Material balance time theory

The Fetkovich typecurves are applicable to wells that produce at constant sandface pressure. Many wells, particularly gas wells, experience a decline in sandface pressure during their life. Blasingame and his students / co-workers (McCray, Palacio) developed a time function that enables the matching of production rate data on Fetkovich typecurves, even when the flowing pressure is varying. After developing different time functions, they came up with a simple function they called "material balance time" which works very well when the change in sandface pressure is smooth, as is often the case in production operations. They, and Agarwal-Gardner et al., also demonstrated that using material balance time converts the constant pressure solution into the constant rate solution, which is the solution widely used in the field of well testing.
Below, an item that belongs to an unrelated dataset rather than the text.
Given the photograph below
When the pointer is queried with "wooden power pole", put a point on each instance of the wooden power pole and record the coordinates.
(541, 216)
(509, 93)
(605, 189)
Conceptually, material balance time is defined as the ratio of cumulative production to instantaneous rate:

The symbol tc has been adopted as it represents a corrected time based on cumulative production. It is also similar to the corrected "Horner" time that is used in build-up analysis in well testing, for correcting the effect of a varying flow rate. It is the value of time that a well has to flow at the current rate in order to produce the same amount of fluid (and hence honor the material balance principle). In the figure below, the cumulative production is represented by the area under the graph. The definition of material balance time makes these areas the same.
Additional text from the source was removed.